Fix issue in isQSO_randomforest #844

akrolewski · 2025-06-21T04:44:15Z

I noticed that some objects in the ELGnotqso clustering catalogs were being classified as quasars in isQSO_randomforest. Specifically, I ran the following code snippet. The last two lines should have shape zero (because there should be no quasars in ELGnotqso) but they do not! It seems that preSelection was type int, but should have been type bool; this meant that preSelection was not being applied so objects with W1 > 22.3, W2 > 22.3, etc were being mistakenly classified as quasars.

import numpy as np
from astropy.io import fits
from astropy.table import Table, join
from desitarget.cuts import isELG_colors, notinELG_mask, isQSO_randomforest
import healpy as hp
from scipy.interpolate import RectBivariateSpline
from scipy.interpolate import NearestNDInterpolator

zmin = 0.8
zmax = 1.1

full_file = fits.open('/global/cfs/cdirs/desi/survey/catalogs/Y1/LSS/iron/LSScats/v1.5/ELG_LOPnotqso_full_HPmapcut.dat.fits')[1].data # Is this actually the right file? ok, need to look at my old scripts ....
cat = fits.open('/global/cfs/cdirs/desi/survey/catalogs/Y1/LSS/iron/LSScats/v1.5/ELG_LOPnotqso_clustering.dat.fits')[1].data

cat = join(cat, full_file, keys='TARGETID')
cat = cat[(cat['Z'] >= zmin) & (cat['Z'] <= zmax)]

import time

flux_g_ext_corr = 10**(0.4 * cat['EBV'] * 3.214) * cat['FLUX_G'] 
flux_r_ext_corr = 10**(0.4 * cat['EBV'] * 2.165) * cat['FLUX_R'] 
flux_z_ext_corr = 10**(0.4 * cat['EBV'] * 1.211) * cat['FLUX_Z']

flux_w1 = 10**(0.4 * cat['EBV'] * 0.184) * cat['FLUX_W1'] 
flux_w2 = 10**(0.4 * cat['EBV'] * 0.113) * cat['FLUX_W2'] 

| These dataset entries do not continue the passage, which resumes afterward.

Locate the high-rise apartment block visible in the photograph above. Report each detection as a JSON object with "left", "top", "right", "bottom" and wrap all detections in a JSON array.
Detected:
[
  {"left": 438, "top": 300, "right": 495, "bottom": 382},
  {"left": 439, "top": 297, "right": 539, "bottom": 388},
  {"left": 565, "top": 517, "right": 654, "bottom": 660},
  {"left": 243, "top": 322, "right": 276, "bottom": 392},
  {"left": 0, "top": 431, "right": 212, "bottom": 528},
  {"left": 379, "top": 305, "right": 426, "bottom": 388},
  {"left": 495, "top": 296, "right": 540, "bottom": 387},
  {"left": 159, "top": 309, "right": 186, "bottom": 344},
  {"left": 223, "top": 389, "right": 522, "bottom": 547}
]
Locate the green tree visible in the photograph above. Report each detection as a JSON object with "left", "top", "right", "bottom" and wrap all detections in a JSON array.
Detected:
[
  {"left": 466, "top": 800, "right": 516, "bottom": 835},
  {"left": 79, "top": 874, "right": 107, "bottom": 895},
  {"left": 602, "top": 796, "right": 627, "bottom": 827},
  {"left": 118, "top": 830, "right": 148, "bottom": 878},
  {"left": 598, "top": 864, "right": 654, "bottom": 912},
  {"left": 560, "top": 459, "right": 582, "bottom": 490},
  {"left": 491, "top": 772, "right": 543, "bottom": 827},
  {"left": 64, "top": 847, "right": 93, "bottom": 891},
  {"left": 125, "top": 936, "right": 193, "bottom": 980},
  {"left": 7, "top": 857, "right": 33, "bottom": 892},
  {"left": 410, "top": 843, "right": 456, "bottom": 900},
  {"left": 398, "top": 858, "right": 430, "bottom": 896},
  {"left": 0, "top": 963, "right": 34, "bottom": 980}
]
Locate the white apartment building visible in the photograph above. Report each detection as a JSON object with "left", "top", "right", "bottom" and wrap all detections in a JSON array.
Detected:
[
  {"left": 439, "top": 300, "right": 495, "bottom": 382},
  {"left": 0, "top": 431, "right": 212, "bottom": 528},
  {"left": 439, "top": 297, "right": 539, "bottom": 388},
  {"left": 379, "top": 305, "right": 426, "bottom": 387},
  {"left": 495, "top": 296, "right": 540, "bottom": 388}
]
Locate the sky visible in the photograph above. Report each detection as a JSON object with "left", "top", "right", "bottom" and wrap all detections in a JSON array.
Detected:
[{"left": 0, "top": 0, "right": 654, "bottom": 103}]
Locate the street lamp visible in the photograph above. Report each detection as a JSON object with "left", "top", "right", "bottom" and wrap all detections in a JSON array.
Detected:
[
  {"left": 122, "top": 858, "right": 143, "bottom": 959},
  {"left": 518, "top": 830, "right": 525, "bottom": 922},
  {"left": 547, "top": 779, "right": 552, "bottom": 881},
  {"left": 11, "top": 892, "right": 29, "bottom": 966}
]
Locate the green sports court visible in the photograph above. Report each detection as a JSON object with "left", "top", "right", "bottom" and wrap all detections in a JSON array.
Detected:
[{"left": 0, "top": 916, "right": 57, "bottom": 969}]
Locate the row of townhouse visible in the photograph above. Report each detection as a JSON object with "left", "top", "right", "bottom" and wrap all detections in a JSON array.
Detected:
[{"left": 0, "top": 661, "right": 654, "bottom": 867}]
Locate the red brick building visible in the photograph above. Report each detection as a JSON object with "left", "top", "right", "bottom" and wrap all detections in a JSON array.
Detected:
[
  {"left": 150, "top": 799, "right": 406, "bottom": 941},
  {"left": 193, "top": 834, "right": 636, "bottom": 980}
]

outS = isQSO_randomforest(gflux=flux_g_ext_corr,
	rflux=flux_r_ext_corr,
	zflux=flux_z_ext_corr,
	maskbits=cat['MASKBITS'],
	w1flux=flux_w1,
	w2flux=flux_w2,
	objtype=cat['MORPHTYPE'],
	gnobs=cat['NOBS_G'],
	rnobs=cat['NOBS_R'],
	znobs=cat['NOBS_Z'],
	primary=np.ones_like(cat['NOBS_Z']),
	ra=cat['RA_1'],
	dec=cat['DEC_1'],
	south=True) # I guess south can be either True or False
	
outN = isQSO_randomforest(flux_g_ext_corr,
	flux_r_ext_corr,
	flux_z_ext_corr,
	cat['MASKBITS'],
	flux_w1,
	flux_w2,
	cat['MORPHTYPE'],
	cat['NOBS_G'],
	cat['NOBS_R'],
	cat['NOBS_Z'],
	np.ones_like(cat['NOBS_Z']),
	cat['RA_1'],
	cat['DEC_1'],
	south=False) # I guess south can be either True or False
	

# These should be zero but they're not!!!	
print(np.shape(np.where((outS == 1) & (cat['PHOTSYS_1'] == 'S') & (22.5-2.5*np.log10(flux_w1)
< 22.3) & (22.5-2.5*np.log10(flux_w2) < 22.3) & (22.5-2.5*np.log10(flux_r_ext_corr) < 23)
& (22.5-2.5*np.log10(flux_r_ext_corr) > 16.5) & (cat['MORPHTYPE'] == 'PSF')
)))

print(np.shape(np.where((outN == 1) & (cat['PHOTSYS_1'] == 'N')& (22.5-2.5*np.log10(flux_w1)
< 22.3) & (22.5-2.5*np.log10(flux_w2) < 22.3) & (22.5-2.5*np.log10(flux_r_ext_corr) < 23)
& (22.5-2.5*np.log10(flux_r_ext_corr) > 16.5) & (cat['MORPHTYPE'] == 'PSF')
)))

coveralls · 2025-06-21T04:54:54Z

coverage: 41.104% (+0.003%) from 41.101%
when pulling 0dd522c on fix_bug_qso_rf
into b7c4e61 on main.

geordie666 · 2025-06-21T11:12:42Z

Thanks, @akrolewski.

This change would not be backward-compatible, which we usually try to avoid. So, we have a choice to make:

Rewrite this with a kwarg (e.g. fix_pre_selection=False) that, for catalog work, you could pass as True. Then, if fix_pre_selection==True you would apply your recasting as a Boolean.
Acknowledge that this is a bug and just break backward-compatibility.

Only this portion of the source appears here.